Among the most pernicious is “Hay Fever,” or allergic rhinitis, but it has nothing to do with either fever or hay. It does mean sufferers are plagued with watery eyes and stuffy nose, and most cruelly, those symptoms arise from the rebirth of the beautiful plants and trees releasing pollen. So where did the wretched condition get its name? It was named because it was discovered during “haying season” by farmers as they noticed the worst of the symptoms were present as they brought in their hay crops.
Dr. Warren Filley, a spokesperson for the American Academy of Allergy, Asthma, and Immunology, says the worst offenders among plants in spring are ragweed and ryegrass. Filley says the plants both proliferate along fields, riverbanks, roadsides and rural areas in the Midwest and the Mississippi River basin
“The most allergenic plant we have is ragweed,” says Filley, “It’s less common on the West Coast or in New England, and therefore, there’s less pollen in those areas.”
According to the AAAAI, nearly 75% of Americans who have plant allergies are sensitive to ragweed and ryegrass. Grasses – as a whole – are often rough on allergy sufferers.
“There’s no allergy-free grass.
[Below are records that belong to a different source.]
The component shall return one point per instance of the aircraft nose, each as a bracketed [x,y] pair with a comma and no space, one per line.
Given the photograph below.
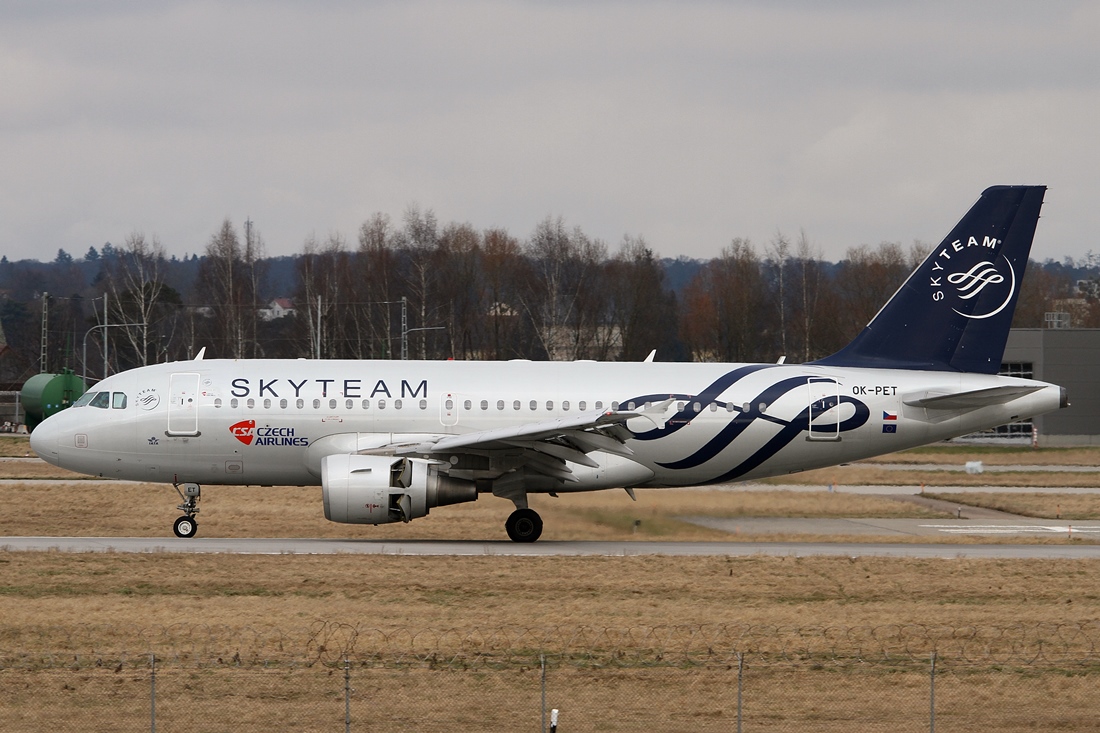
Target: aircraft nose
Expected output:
[44,441]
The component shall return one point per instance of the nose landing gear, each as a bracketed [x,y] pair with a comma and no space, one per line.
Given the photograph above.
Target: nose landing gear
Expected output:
[186,526]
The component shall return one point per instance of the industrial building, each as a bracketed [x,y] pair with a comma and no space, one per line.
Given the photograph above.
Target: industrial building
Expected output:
[1068,357]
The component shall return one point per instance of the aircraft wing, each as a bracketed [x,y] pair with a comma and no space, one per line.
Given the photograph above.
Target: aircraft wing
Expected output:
[970,400]
[542,446]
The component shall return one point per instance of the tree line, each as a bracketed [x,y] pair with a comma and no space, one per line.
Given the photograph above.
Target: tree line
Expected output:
[427,290]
And if you mow it, you pick up mold as well as pollen,” Filley says.
So how does suffering from allergies affect applying for a life insurance policy?
Some complain that every fall and spring they’re attacked by a cold or sinus infection, but it may well be that they’ve never questioned whether or not they’re actually laid low by allergic reactions.
Both colds and allergy have very similar symptoms, but allergy symptoms can persist for several weeks. They generally emerge during the month of April.
How do allergies affect life insurance eligibility?
It depends on the severity of the allergy. An allergic reaction that causes mild sneezing, seasonal allergies that will go away, sensitive eyes and a runny nose will not be a problem.
Someone with “seasonal allergies” who may have an inhaler prescribed would likely be underwritten as someone who has mild asthma. This can often still result in the best rate class possible.
However, if an allergic reaction is so severe that, for example, a bee sting or eating peanut butter results in emergency room treatment and hospitalization, life insurance companies may look into the situation. Then, medical directors review the case before a decision is made. Once a severe allergy is determined, most will do whatever possible to prevent exposure. Most life insurance underwriters realize that the chances of dying in a car accident are greater.
Remember that life insurance rates are based on family health history, age, gender, occupation and can vary depending on the company.